DAVACI VEKİLİ 01/02/2023 TARİHLİ İSTİNAF DİLEKÇESİNDE: TTK madde 3’de düzenlenen Ticari İş Karinesi gereği, bir ticari işletmeyi ilgilendiren bütün işlem ve fiillerin ticari işlerden olduğunu, TTK madde 5 gereği de ticari işlerde Asliye Ticaret Mahkemesinin görevli olduğunu, somut olayda davalının tacir olması ve davacının davalıya, davalının ticari işleri ile ilgili gümrük müşavirliği yardımcılığı hizmeti sunması hususları göz önüne alınınca, davada görevli mahkemenin Asliye Ticaret Mahkemesi olduğunu belirterek, ilk derece mahkemesinin kararının kaldırılmasına karar verilmesini talep etmiştir.
DELİLLER : İstinaf incelemesine esas:
Yerel mahkemenin dosyası içerisinde bulunan belge ve kayıtlar.
DELİLLERİN DEĞERLENDİRİLMESİ VE GEREKÇE;
Dava, hizmet sözleşmesinden kaynaklanan alacak iddiasına dayalı itirazın iptali davasıdır.
6102 sayılı Türk Ticaret Kanunu’nun 4. maddesine göre, bir davanın ticari dava sayılması için ya uyuşmazlık konusu işin taraflarının her ikisinin birden ticari işletmesiyle ilgili olması ya da tarafların tacir olup olmadıklarına veya işin tarafların ticari işletmesiyle ilgili olup olmamasına bakılmaksızın Türk Ticaret Kanunu veya diğer kanunlarda o davaya Asliye Ticaret Mahkemesi’nin bakacağı yönünde düzenleme bulunması gerekir.
Diğer taraftan, 6102 sayılı Türk Ticaret Kanunu’nun 19/II. maddesi uyarınca, taraflardan biri için ticari iş sayılan bir işin diğeri için de ticari iş sayılması, davanın niteliğini ticari hale getirmeyecektir. Zira; Türk Ticaret Kanunu, kanun gereği ticari dava sayılan davalar haricinde, ticari davayı ticari iş esasına göre değil, ticari işletme esasına göre belirlemiştir. Hal böyle olunca, işin ticari nitelikte olması davayı ticari dava haline getirmez.
6335 sayılı Kanun’un 2. maddesi ile değişik 6102 sayılı Türk Ticaret Kanunu’nun 5. maddesi uyarınca ticari davalar asliye ticaret mahkemelerince görülerek karara bağlanır.

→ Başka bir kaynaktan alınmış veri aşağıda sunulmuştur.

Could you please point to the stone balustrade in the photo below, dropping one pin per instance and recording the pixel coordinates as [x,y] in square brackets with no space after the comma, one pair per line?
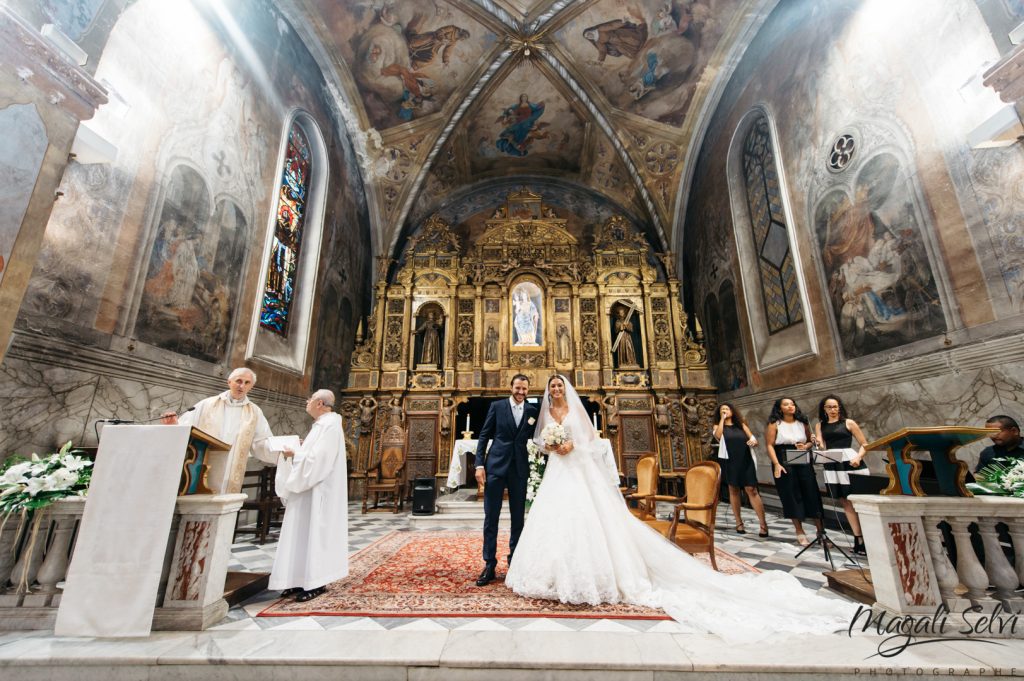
[910,568]
[192,584]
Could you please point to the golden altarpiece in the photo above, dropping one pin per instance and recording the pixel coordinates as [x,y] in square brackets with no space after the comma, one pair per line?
[453,324]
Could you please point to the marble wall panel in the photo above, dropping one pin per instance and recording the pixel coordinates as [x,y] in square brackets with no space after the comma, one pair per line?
[1008,382]
[128,398]
[22,150]
[912,563]
[75,260]
[42,407]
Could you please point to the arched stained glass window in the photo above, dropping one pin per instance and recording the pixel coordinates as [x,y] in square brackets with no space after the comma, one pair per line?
[779,287]
[291,212]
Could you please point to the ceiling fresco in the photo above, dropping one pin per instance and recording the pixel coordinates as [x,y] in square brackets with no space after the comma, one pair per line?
[525,125]
[451,93]
[645,56]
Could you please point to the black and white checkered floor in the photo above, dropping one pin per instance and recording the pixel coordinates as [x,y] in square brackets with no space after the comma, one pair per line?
[778,552]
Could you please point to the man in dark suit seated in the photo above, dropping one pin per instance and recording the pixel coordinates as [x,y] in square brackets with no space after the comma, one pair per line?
[510,425]
[1006,443]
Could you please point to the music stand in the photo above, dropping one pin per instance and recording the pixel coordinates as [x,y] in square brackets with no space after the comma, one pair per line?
[811,457]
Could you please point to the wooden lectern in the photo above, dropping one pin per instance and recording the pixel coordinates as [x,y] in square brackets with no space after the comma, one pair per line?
[941,442]
[202,449]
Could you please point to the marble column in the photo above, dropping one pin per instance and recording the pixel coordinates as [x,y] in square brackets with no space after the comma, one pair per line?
[43,97]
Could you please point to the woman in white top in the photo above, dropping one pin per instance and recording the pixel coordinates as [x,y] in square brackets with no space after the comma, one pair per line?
[790,430]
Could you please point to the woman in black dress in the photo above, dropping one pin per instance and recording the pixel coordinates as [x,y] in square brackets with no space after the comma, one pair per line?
[740,471]
[836,431]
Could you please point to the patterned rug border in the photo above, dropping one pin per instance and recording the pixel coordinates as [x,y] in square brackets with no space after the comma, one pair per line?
[591,613]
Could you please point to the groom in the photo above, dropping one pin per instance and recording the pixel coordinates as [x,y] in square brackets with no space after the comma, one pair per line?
[508,427]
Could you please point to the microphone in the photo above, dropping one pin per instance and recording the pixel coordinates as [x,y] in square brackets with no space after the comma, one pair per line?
[123,422]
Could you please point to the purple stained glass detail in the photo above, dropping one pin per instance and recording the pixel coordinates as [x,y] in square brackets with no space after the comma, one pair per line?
[293,195]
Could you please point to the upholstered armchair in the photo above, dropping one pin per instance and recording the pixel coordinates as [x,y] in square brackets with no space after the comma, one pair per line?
[387,478]
[692,524]
[645,494]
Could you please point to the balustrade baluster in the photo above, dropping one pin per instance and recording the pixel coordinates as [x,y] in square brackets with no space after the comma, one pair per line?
[969,568]
[1000,572]
[1016,527]
[945,573]
[7,549]
[54,566]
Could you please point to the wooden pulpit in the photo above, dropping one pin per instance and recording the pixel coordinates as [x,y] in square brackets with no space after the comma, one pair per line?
[941,442]
[202,451]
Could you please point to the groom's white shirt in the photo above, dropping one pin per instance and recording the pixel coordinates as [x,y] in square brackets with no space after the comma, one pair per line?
[517,410]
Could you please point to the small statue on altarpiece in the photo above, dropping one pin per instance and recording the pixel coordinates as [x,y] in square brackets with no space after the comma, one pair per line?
[610,414]
[445,416]
[367,408]
[491,345]
[624,329]
[662,418]
[564,344]
[430,347]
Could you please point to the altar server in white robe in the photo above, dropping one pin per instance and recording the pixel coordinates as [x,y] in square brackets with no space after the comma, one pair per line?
[231,418]
[313,484]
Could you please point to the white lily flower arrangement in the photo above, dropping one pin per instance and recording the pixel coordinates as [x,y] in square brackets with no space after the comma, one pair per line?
[30,484]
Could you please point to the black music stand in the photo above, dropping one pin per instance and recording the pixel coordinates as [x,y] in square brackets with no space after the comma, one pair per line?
[811,457]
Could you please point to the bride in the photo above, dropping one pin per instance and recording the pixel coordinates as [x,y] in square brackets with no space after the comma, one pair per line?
[581,545]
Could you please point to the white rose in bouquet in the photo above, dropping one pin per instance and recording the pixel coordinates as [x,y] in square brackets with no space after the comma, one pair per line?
[554,434]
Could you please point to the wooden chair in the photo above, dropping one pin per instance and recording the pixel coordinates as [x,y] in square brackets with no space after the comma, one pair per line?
[646,491]
[692,524]
[387,478]
[265,502]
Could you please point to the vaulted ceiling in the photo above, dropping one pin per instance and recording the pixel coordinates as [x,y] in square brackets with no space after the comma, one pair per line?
[607,94]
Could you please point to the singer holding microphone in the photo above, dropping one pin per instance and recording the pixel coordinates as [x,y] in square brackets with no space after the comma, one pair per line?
[787,431]
[231,418]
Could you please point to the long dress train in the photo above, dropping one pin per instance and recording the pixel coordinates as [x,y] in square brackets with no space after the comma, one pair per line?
[581,545]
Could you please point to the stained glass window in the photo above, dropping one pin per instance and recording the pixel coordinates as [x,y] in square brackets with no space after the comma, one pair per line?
[771,241]
[292,197]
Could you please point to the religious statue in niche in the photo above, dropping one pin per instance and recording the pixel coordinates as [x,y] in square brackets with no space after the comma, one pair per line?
[662,417]
[610,414]
[527,329]
[564,344]
[445,416]
[623,343]
[430,351]
[491,345]
[368,406]
[522,127]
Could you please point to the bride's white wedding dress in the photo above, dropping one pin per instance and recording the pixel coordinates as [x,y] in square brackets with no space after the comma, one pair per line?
[581,545]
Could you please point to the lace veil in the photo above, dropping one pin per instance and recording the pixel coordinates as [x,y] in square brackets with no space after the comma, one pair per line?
[581,430]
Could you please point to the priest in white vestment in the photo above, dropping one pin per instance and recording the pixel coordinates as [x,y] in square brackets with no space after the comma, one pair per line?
[313,484]
[231,418]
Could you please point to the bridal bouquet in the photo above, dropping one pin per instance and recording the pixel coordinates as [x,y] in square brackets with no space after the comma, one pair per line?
[29,484]
[538,462]
[554,434]
[1003,477]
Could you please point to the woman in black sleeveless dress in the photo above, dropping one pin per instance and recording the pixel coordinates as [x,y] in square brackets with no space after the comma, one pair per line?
[836,431]
[740,471]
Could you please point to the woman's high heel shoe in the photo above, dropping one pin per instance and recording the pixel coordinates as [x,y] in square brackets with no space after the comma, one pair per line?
[858,546]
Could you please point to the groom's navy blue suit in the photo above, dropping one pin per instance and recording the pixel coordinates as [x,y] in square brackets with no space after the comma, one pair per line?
[506,465]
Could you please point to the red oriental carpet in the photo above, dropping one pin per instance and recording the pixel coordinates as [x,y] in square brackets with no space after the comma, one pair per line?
[431,575]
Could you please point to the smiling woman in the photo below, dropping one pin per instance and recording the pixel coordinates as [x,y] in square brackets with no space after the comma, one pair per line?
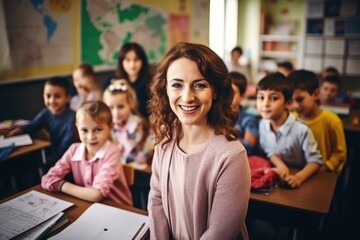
[196,146]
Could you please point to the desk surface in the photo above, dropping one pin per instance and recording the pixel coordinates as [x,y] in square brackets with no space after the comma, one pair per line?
[314,195]
[37,145]
[79,206]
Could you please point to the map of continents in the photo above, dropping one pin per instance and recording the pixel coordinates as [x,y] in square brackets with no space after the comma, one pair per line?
[39,33]
[107,25]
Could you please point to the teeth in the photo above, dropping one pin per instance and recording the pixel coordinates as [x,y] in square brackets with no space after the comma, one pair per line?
[188,108]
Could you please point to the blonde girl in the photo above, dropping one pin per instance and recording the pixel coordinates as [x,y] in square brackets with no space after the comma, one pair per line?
[131,129]
[94,163]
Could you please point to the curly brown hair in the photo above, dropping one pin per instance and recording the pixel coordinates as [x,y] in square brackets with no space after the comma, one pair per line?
[221,117]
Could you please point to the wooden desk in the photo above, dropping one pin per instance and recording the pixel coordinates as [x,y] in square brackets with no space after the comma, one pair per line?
[139,182]
[38,145]
[303,208]
[79,206]
[22,166]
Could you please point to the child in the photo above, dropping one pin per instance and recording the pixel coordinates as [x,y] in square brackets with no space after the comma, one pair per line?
[329,90]
[86,86]
[326,126]
[133,66]
[246,125]
[94,163]
[286,141]
[57,119]
[131,130]
[285,67]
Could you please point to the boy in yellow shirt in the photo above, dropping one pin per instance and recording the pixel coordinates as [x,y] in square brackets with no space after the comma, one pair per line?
[326,126]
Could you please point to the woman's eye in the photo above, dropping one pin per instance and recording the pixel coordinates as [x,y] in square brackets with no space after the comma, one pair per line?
[200,85]
[176,85]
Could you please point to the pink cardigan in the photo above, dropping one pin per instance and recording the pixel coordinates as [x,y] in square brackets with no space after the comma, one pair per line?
[216,194]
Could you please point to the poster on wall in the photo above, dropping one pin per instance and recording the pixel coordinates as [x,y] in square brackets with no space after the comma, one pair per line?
[41,38]
[106,26]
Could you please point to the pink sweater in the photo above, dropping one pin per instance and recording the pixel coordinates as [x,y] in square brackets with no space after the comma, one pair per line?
[216,191]
[103,172]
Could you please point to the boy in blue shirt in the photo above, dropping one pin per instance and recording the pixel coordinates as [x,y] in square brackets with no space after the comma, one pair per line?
[247,126]
[56,118]
[286,141]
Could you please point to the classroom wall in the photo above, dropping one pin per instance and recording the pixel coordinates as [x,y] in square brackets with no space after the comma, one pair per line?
[23,100]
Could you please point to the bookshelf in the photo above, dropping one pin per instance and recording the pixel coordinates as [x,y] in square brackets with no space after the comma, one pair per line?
[281,28]
[333,36]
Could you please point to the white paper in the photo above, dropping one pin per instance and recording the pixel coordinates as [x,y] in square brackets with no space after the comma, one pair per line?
[35,232]
[27,211]
[20,140]
[104,222]
[335,46]
[314,46]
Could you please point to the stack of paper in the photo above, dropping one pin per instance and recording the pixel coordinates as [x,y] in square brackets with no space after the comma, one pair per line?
[17,141]
[101,221]
[27,211]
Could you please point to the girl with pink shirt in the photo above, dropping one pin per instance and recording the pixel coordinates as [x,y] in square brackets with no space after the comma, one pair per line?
[131,130]
[94,162]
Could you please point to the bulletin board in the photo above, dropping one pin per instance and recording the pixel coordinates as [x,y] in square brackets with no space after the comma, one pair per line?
[42,38]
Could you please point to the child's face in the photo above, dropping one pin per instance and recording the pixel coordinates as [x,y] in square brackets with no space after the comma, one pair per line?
[132,64]
[94,135]
[81,83]
[120,107]
[271,104]
[190,95]
[237,97]
[55,98]
[304,102]
[328,92]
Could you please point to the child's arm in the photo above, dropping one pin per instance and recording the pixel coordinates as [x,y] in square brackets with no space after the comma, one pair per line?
[280,167]
[304,174]
[338,147]
[86,193]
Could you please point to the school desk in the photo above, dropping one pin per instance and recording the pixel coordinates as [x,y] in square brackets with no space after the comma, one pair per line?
[138,179]
[23,161]
[77,209]
[302,208]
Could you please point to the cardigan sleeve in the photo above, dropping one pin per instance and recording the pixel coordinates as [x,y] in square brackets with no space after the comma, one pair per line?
[159,228]
[230,202]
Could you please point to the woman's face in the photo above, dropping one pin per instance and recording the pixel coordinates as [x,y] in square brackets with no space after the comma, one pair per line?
[190,94]
[132,65]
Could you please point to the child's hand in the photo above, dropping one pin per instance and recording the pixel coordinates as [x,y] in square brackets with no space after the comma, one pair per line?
[282,172]
[13,132]
[324,168]
[293,181]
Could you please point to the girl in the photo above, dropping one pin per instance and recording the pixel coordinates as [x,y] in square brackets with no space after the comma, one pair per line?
[94,163]
[130,131]
[199,168]
[86,86]
[134,68]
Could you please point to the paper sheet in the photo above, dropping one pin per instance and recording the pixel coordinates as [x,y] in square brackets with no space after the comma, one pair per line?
[35,232]
[27,211]
[104,222]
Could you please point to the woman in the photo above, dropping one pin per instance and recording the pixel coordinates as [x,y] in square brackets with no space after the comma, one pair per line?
[200,184]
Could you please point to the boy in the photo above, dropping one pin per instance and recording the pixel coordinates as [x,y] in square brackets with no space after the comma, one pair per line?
[285,67]
[329,90]
[247,126]
[326,126]
[286,141]
[57,119]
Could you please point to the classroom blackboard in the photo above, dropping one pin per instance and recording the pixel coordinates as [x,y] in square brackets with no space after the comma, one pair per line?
[41,38]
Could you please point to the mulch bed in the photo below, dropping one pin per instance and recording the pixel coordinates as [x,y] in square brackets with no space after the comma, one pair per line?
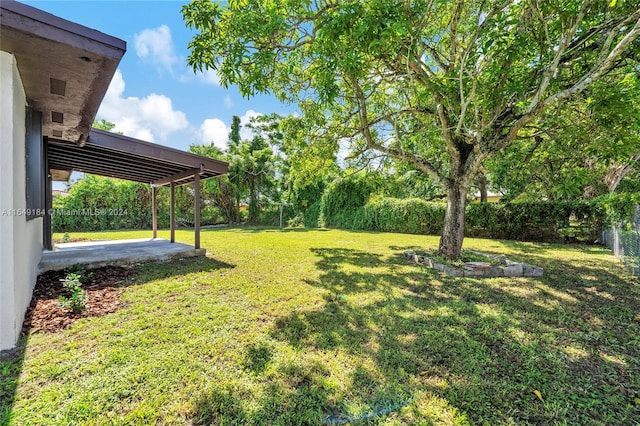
[104,290]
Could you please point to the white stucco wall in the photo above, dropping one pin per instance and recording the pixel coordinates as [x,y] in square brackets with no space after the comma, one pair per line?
[20,240]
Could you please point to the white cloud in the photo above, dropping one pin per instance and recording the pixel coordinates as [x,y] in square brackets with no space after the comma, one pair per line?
[216,131]
[145,118]
[209,77]
[213,130]
[246,133]
[156,46]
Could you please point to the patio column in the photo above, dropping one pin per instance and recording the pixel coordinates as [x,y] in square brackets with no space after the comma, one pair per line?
[154,210]
[172,211]
[196,209]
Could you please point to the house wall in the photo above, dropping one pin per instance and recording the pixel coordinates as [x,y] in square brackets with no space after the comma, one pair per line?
[20,240]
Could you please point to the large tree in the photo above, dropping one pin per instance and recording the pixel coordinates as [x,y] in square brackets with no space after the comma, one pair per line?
[442,85]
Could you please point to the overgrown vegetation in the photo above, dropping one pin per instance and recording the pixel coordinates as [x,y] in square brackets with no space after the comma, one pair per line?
[322,326]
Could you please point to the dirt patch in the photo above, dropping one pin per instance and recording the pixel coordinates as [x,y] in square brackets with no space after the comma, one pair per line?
[104,290]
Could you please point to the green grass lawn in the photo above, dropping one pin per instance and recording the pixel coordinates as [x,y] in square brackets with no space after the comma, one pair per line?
[324,327]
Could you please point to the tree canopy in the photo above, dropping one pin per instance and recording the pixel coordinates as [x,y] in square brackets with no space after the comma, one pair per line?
[439,85]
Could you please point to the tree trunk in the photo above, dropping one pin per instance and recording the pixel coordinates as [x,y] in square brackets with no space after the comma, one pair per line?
[253,203]
[453,232]
[482,180]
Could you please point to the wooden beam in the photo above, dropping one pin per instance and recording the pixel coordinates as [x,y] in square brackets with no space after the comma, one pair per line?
[196,208]
[179,176]
[162,153]
[154,210]
[172,212]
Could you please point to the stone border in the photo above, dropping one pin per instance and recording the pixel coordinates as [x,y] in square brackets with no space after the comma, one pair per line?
[507,268]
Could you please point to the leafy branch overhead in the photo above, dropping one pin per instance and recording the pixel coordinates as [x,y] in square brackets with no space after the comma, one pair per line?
[439,85]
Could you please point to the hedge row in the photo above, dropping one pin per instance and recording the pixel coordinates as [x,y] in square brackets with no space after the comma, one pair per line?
[342,206]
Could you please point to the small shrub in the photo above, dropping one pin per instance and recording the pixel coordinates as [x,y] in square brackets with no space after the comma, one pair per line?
[78,298]
[296,222]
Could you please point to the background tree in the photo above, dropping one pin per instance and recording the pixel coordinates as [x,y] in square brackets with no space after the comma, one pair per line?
[582,150]
[440,85]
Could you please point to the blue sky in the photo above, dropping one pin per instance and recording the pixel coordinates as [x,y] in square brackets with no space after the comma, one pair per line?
[154,95]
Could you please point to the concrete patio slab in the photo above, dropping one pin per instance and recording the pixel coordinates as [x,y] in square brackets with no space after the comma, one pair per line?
[95,254]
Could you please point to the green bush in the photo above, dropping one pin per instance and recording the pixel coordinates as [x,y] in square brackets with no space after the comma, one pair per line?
[311,215]
[343,200]
[551,221]
[412,215]
[78,298]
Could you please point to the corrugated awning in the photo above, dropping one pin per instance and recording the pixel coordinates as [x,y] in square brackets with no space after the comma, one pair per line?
[122,157]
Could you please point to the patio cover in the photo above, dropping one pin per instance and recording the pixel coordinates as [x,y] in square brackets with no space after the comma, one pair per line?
[122,157]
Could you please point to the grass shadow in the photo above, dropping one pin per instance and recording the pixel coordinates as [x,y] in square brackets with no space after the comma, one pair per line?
[482,345]
[11,361]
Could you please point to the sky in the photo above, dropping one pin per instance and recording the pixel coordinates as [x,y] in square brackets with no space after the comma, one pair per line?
[154,95]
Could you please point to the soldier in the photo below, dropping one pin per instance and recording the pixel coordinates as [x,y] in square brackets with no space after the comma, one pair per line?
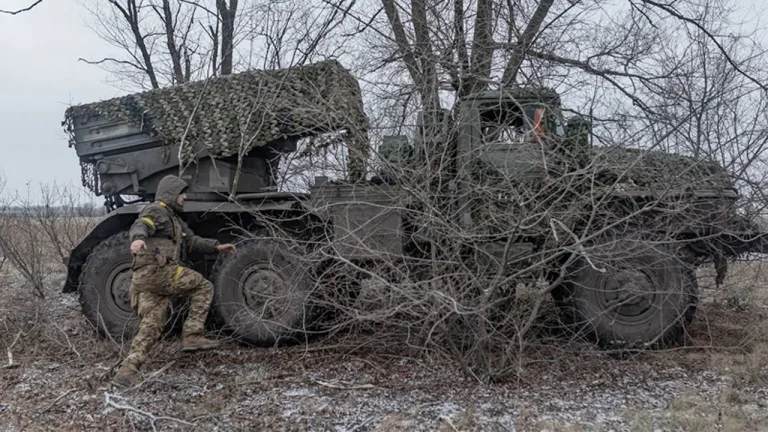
[156,238]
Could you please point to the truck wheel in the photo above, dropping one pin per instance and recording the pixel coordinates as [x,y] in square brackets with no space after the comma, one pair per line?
[104,285]
[646,294]
[262,294]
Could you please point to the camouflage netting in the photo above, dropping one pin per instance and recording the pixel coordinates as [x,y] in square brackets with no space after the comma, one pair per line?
[657,171]
[252,107]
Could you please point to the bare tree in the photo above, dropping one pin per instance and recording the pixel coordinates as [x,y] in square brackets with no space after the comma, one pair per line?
[18,11]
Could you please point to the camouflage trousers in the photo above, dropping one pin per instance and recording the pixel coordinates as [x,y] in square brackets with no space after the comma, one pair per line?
[151,289]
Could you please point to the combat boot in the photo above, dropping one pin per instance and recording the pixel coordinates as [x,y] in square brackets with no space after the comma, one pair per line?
[126,376]
[198,342]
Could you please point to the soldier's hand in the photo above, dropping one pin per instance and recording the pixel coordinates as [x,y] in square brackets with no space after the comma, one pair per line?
[226,248]
[137,245]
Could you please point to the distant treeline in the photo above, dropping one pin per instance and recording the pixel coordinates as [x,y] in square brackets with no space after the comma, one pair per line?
[80,211]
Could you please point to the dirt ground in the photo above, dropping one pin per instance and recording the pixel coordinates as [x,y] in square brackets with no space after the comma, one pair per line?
[59,381]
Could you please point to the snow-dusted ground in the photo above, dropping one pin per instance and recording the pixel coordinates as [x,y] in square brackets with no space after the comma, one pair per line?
[60,384]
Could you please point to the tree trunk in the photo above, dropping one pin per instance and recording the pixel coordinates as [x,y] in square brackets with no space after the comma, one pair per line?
[170,32]
[525,42]
[228,14]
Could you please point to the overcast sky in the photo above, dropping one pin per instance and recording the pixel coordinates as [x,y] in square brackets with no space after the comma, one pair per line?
[41,76]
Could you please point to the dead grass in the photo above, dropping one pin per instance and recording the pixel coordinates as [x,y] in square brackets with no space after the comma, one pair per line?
[718,382]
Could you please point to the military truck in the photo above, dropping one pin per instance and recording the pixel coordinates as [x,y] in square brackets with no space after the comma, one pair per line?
[226,137]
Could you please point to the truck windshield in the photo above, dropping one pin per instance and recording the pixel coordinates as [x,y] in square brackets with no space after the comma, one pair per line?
[512,125]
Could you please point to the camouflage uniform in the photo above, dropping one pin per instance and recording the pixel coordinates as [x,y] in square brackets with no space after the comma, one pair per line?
[158,274]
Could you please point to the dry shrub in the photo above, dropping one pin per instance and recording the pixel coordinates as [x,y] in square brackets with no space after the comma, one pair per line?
[37,234]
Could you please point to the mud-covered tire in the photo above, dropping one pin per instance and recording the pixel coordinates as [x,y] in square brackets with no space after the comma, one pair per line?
[104,290]
[263,294]
[646,297]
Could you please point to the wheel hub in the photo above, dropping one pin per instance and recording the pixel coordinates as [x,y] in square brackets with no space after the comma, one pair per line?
[265,291]
[629,293]
[119,285]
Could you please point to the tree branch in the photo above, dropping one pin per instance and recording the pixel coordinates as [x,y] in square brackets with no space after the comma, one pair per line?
[525,42]
[673,12]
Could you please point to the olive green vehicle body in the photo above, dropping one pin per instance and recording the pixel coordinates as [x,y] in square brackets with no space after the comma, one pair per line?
[125,152]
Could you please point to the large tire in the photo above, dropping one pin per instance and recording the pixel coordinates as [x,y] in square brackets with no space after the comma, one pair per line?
[646,296]
[262,294]
[105,282]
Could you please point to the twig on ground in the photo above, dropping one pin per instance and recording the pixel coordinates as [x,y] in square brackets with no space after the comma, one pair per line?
[361,424]
[346,386]
[156,373]
[56,401]
[450,423]
[152,418]
[11,364]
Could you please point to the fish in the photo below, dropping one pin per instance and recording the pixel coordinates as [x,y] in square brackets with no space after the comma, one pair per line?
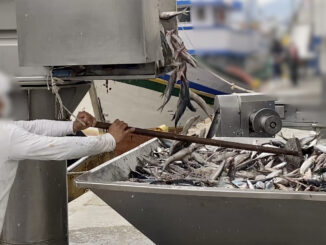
[166,48]
[198,165]
[250,185]
[183,102]
[281,165]
[178,145]
[307,140]
[307,164]
[214,125]
[188,58]
[179,155]
[200,101]
[169,88]
[274,174]
[219,171]
[172,14]
[189,123]
[260,185]
[320,148]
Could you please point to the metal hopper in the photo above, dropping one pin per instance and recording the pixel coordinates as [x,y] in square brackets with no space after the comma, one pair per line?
[195,215]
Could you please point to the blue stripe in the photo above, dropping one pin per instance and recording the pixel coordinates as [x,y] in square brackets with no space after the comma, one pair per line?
[220,53]
[214,27]
[236,5]
[197,86]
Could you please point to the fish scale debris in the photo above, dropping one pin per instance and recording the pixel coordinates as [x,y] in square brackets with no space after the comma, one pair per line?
[198,165]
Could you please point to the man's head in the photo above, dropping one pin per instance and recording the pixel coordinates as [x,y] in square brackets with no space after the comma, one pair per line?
[5,88]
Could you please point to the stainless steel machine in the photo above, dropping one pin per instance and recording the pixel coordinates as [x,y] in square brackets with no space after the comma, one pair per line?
[81,41]
[204,215]
[247,115]
[78,41]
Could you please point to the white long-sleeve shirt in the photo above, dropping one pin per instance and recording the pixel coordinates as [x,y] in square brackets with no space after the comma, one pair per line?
[41,140]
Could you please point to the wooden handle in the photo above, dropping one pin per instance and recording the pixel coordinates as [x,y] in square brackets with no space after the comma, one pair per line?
[204,141]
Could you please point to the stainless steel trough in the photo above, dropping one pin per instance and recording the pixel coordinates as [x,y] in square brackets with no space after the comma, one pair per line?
[195,215]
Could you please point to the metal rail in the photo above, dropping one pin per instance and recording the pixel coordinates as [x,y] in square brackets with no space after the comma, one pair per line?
[204,141]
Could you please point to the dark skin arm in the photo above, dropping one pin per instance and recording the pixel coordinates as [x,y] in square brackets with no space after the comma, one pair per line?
[85,120]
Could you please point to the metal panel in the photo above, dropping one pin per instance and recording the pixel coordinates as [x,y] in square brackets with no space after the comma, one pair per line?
[83,32]
[195,215]
[7,15]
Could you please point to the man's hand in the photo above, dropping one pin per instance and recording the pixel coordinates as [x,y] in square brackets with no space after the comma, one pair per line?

Diğer taraftan aynı düzenleme gereğince, asliye ticaret mahkemeleri ile diğer hukuk mahkemeleri arasındaki ilişki, 6762 sayılı Türk Ticaret Kanunu’ndan ve 6102 sayılı Türk Ticaret Kanunu’nun 6335 sayılı Kanun’la yapılan değişiklikten önceki halinden farklı olarak iş bölümü ilişkisi değil, görev ilişkisidir. Göreve ilişkin düzenlemeler, 6100 sayılı Hukuk Muhakemesi Kanunu’nun 1. maddesi uyarınca kamu düzenine ilişkin olduğundan yargılamanın her aşamasında mahkemece resen dikkate alınır.
Somut olayda; uyuşmazlık hizmet sözleşmesinden kaynaklanmakta olup, bu nevi davaların ticari dava olduğuna ya da asliye ticaret mahkemelerinde görüleceğine ilişkin bir yasal düzenleme bulunmamaktadır. O halde, eldeki davanın ticari dava olarak kabulü ve asliye ticaret mahkemesinin görevli olması için uyuşmazlık konusu işin her iki tarafın birden ticari işletmesi ile ilgili olması, tarafların her ikisinin de tacir olması zorunludur. Davacı tarafından açılmış olan eldeki davada, davacı davalı şirkete danışmanlık hizmeti verdiğini iddia eden gerçek kişi olup, tacir vasfında değildir, verildiği iddia edilen hizmet de ticari işletmeyle ilgili olmayıp, kişisel hizmettir. Bu durumda davaya bakmakla görevli mahkeme Asliye Hukuk Mahkemesi olacağından, ilk derece mahkemesinin görevsizlik nedeniyle davanın usulden reddine ilişkin kararı yerindedir.
Sonuç olarak: Davacı vekilinin istinaf talebinin 6100 sayılı Hukuk Muhakemeleri Kanunu’nun 353/1-b-1 maddesi gereğince esastan reddine karar verilerek aşağıdaki şekilde hüküm kurulmuştur.
H Ü K Ü M : Gerekçesi yukarıda açıklandığı üzere;
1-Davacı vekilin istinaf başvurusunun 6100 Sayılı HMK 353/1-b.1 md.si gereğince ESASTAN REDDİNE,
2- Karar tarihi itibariyle alınması gereken 269,85 TL istinaf karar harcından, peşin alınan 179,90 TL mahsubu ile bakiye 89,95 TL’nin davacıdan alınarak HAZİNEYE İRAT KAYDINA,
3-İstinaf talep eden davacıdan alınan 492,00 TL istinaf kanun yoluna başvurma harcının HAZİNEYE İRAT KAYDINA,
4-Davacı tarafından yapılan istinaf masraflarının kendisi üzerinde BIRAKILMASINA,
5-İstinaf yargılaması sırasında duruşma açılmadığından vekalet ücreti TAKDİRİNE YER OLMADIĞINA,
6-İstinaf aşamasında kullanılmayan gider avansının ilk derece mahkemesince istinaf talebinde bulunan tarafa İADESİNE,
7-Kararın 6100 sayılı Hukuk Muhakemeleri Kanununun 359/4. maddesi uyarınca ilk derece mahkemesi tarafından TARAFLARA TEBLİĞİNE,
Dair, dosya üzerinde yapılan inceleme sonunda, 6100 sayılı Hukuk Muhakemeleri Kanununun 362/1-c bendi gereğince KESİN olmak üzere oy birliği ile karar verildi.26/09/2023

… …
Başkan

*e-imzalıdır.*
… … …
Üye

*e-imzalıdır.*
… …
Üye

*e-imzalıdır.*
… …
Katip

*e-imzalıdır.*

” Bu Belge 5070 Sayılı Elektronik İmza Kanununa Göre Elektronik Olarak İmzalanmıştır.